There are three lexical relations for fog-cloud similarity in Tibeto-Burman languages. While some Tibeto-Burman languages colexify fog and cloud, some consider fog a hyponym of cloud, using the cloud morpheme as the head with other modificatory morphemes. In some other Tibeto-Burman languages, although fog is expressed with a different morpheme or related to a different concept (e.g., ash, dew, smoke), cloud must be a formative of the fog expression, though not as the head; in other words, cloud is part of the fog. The other half of the Tibeto-Burman languages use semantically disconnected words to describe fog and cloud.

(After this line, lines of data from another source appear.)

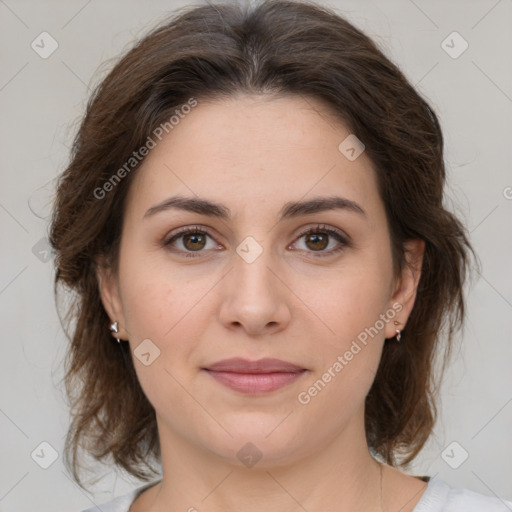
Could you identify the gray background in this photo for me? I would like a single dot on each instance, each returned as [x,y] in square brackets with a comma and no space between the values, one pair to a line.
[41,101]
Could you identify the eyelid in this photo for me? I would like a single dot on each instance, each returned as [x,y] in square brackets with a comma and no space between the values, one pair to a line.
[342,239]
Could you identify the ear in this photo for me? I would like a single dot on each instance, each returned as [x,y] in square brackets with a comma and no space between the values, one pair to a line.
[404,295]
[110,297]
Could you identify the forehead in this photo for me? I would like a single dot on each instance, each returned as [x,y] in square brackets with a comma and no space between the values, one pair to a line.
[254,149]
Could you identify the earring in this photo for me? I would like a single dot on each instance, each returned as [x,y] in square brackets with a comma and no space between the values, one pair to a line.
[114,328]
[398,332]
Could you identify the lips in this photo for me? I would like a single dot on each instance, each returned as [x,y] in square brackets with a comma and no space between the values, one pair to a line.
[267,365]
[255,377]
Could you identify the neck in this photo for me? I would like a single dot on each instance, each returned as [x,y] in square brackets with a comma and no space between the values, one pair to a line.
[340,475]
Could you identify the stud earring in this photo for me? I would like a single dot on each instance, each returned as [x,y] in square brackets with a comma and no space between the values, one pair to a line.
[398,332]
[114,327]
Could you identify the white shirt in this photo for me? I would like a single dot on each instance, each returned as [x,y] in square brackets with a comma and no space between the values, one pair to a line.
[438,497]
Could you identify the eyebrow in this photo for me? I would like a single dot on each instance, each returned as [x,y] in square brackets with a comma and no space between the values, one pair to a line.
[290,210]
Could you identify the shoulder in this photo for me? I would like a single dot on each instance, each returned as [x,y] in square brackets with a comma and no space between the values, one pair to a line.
[121,503]
[440,497]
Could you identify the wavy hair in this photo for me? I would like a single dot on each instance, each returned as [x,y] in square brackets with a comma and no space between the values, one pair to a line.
[217,51]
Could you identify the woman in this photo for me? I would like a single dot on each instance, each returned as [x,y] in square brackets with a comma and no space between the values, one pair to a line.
[252,222]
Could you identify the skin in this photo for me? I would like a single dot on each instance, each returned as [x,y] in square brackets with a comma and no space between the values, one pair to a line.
[254,154]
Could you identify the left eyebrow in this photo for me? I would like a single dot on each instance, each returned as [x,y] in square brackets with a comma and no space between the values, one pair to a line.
[290,210]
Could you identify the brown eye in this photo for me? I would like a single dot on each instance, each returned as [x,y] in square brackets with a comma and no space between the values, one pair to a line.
[318,238]
[317,241]
[194,241]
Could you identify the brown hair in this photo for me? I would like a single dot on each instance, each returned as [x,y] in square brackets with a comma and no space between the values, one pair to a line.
[218,50]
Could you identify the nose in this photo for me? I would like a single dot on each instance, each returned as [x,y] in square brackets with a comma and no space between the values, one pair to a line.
[255,297]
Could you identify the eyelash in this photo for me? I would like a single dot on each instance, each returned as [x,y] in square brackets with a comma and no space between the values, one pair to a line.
[343,242]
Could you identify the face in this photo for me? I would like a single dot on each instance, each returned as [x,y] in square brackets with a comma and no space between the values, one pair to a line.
[253,283]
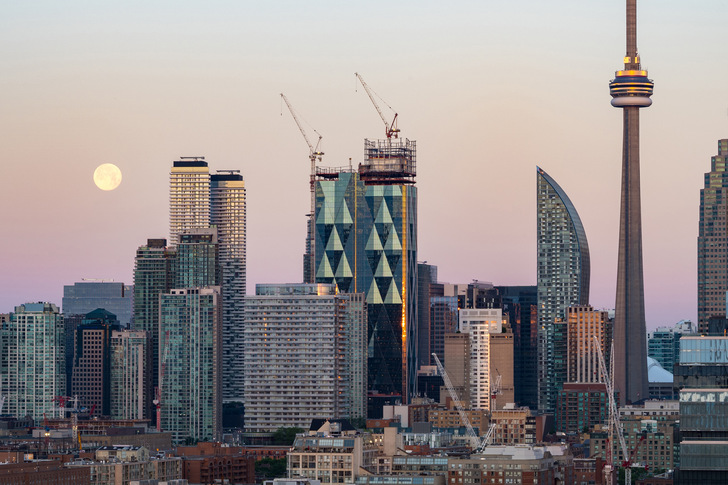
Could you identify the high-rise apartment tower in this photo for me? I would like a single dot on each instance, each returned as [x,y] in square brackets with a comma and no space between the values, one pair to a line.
[32,347]
[189,196]
[630,90]
[227,214]
[712,241]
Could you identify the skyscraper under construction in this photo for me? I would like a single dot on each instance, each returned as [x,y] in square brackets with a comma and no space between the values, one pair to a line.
[366,242]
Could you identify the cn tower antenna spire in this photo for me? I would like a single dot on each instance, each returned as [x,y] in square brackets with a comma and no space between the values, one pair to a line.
[633,62]
[631,90]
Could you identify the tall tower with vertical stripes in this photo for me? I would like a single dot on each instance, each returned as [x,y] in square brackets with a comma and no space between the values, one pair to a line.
[630,90]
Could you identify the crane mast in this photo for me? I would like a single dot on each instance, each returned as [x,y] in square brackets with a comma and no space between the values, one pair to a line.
[390,128]
[481,444]
[314,155]
[614,421]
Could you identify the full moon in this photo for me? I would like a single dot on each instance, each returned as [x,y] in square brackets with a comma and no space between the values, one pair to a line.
[107,176]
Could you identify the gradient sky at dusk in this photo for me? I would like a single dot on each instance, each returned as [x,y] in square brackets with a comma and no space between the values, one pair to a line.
[488,89]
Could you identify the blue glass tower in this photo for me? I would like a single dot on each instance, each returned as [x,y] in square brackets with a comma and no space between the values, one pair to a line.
[366,242]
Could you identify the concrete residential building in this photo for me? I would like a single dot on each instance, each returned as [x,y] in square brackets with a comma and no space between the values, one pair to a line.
[89,294]
[630,90]
[305,354]
[457,365]
[584,326]
[332,452]
[189,196]
[131,363]
[228,215]
[190,369]
[581,405]
[366,242]
[154,274]
[480,324]
[91,373]
[562,278]
[32,350]
[524,464]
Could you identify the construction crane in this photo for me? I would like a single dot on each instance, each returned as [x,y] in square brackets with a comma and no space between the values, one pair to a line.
[614,421]
[481,444]
[390,128]
[314,155]
[158,390]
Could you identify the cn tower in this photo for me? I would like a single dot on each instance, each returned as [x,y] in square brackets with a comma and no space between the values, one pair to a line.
[630,90]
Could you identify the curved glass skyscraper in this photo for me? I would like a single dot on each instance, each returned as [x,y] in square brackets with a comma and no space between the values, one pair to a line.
[563,281]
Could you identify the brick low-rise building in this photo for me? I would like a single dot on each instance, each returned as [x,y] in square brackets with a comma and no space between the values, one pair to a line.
[211,462]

After reviewing the meteorological features, we found that the Tibeto-Burman region has the ideal conditions for the formation of low cloud, mainly the stratus and nimbostratus cloud. Firstly, it is very humid. Secondly, its topography can cool the moist air. When the horizontally moving moist air runs into the topographic barrier, the high elevation forces it to rise and cool, and the moist air eventually condenses into clouds, a process called orographic uplift. Since Tibeto-Burman speakers live in high elevations, low cloud, the dominant cloud of the region, may surround them or beneath their view. Therefore, they may find it difficult or not necessary to distinguish fog from low cloud.

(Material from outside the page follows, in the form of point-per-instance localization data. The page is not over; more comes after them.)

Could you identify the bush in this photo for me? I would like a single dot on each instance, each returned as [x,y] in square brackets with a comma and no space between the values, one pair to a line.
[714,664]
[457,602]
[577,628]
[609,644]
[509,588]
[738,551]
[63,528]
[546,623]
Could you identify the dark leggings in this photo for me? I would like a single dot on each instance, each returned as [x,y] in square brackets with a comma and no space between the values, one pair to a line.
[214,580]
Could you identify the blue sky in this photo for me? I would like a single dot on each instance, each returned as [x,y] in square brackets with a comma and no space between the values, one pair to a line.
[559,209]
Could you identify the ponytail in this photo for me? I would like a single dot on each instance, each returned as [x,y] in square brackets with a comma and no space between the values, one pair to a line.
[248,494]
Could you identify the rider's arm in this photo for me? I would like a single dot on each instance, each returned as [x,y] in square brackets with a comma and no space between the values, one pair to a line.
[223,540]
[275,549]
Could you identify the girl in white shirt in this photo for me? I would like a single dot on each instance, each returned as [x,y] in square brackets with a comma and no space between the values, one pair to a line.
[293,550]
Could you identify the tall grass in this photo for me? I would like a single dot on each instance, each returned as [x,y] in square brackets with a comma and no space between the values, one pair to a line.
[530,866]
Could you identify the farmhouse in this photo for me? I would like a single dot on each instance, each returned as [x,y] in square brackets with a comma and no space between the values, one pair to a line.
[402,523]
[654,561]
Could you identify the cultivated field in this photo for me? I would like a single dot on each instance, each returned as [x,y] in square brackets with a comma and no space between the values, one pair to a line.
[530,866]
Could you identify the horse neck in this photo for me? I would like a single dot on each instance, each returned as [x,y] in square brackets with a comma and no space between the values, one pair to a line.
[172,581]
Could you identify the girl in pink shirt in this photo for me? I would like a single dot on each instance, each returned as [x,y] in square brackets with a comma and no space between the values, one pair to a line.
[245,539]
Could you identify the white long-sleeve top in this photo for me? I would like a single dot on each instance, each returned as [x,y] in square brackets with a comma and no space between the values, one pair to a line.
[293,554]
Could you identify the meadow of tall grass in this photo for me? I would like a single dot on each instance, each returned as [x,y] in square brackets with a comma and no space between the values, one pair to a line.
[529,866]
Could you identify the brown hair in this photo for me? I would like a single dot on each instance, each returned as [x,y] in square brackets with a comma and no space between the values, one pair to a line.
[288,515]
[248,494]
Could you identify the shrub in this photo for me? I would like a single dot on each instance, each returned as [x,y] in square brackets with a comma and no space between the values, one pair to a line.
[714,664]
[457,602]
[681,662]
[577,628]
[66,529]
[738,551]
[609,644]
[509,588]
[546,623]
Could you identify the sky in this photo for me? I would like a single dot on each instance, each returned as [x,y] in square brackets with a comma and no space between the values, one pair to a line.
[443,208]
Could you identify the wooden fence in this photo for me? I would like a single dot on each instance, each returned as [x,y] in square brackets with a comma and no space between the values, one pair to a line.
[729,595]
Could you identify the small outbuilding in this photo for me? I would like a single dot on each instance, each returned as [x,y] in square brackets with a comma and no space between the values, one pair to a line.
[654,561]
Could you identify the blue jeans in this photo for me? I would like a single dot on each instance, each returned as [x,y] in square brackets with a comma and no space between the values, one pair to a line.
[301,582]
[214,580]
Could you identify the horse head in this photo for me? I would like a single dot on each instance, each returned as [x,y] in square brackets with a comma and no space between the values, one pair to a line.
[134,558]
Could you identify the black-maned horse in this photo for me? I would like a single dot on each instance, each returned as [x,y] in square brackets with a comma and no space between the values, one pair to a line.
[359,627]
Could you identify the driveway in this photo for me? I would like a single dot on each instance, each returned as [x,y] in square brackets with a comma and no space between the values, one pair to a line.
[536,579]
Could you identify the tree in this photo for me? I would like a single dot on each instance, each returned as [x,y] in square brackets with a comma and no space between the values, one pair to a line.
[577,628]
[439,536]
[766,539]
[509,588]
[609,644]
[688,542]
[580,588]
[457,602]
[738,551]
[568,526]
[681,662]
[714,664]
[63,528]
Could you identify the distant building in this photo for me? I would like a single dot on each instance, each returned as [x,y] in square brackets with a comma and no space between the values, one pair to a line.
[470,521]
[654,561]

Moreover, our findings support Regier et al.’s (2016) theory of efficient communication. The fog-cloud similarity languages, including both strict and loose colexification, are more constrained than the fog-cloud divergence languages with regard to the non-linguistic variable, namely elevation in the present study. It suggests that languages displaying fog-cloud similarity are adaptive to higher elevations with lower communicative need to distinguish between the two concepts by using completely different and unrelated linguistic forms. On the contrary, fog-cloud divergence languages have stronger need, resulting from the physical environment, to communicate by using completely different concepts and thus different linguistic forms.

Furthermore, we have identified other factors than the physical environment, playing their roles in the lexical use of “fog” and “cloud” among the Tibeto-Burman languages, namely the lineage-specific preference, and the effect of language contact. At the lower nodes of the family tree, some closely related varieties can, not necessarily though, display the lineage-specific effect, such as the Tibetan. But the lineage-specific effect is not found at higher nodes of the family tree. Contact-induced cases of fog-cloud similarity and divergence are also found. After borrowing from prestigious languages (e.g., Tibetan and Chinese), close dialects or varieties can behave differently regarding their lexical use of fog and cloud. Meanwhile, language contact promotes differentiation since there are more contact-induced cases of fog-cloud divergence than of fog-cloud similarity in our samples. The result is confirmative of Regier et al.’s (2016) asymmetric pattern, which suggests that there is a general preference for informative and precise communication.

Therefore, the causal link between higher elevation and fog-cloud similarity should not be treated as deterministic, but probabilistic. Parallel to Regier et al.’s (2016) findings based on ice and snow, not all languages at high elevations will necessarily collapse the fog and cloud distinction. A probabilistic stance indicates that there is less communicative need to preserve the distinction between fog and cloud at higher elevations and there is higher communicative need to distinguish them at lower elevations.

Finally, our conclusion, namely fog-cloud similarity is more likely to occur between the elevation 1000 and 3000 m, is supported by 46 languages/dialects, or 35.1%, in CLICS. Instead of being a challenge to our conclusion, the CLICS data and Urban’s (2023) samples of lowland languages below elevation 500 m point to another predictor for fog-cloud similarity, i.e., the tropical climate, which is a direction for future investigation.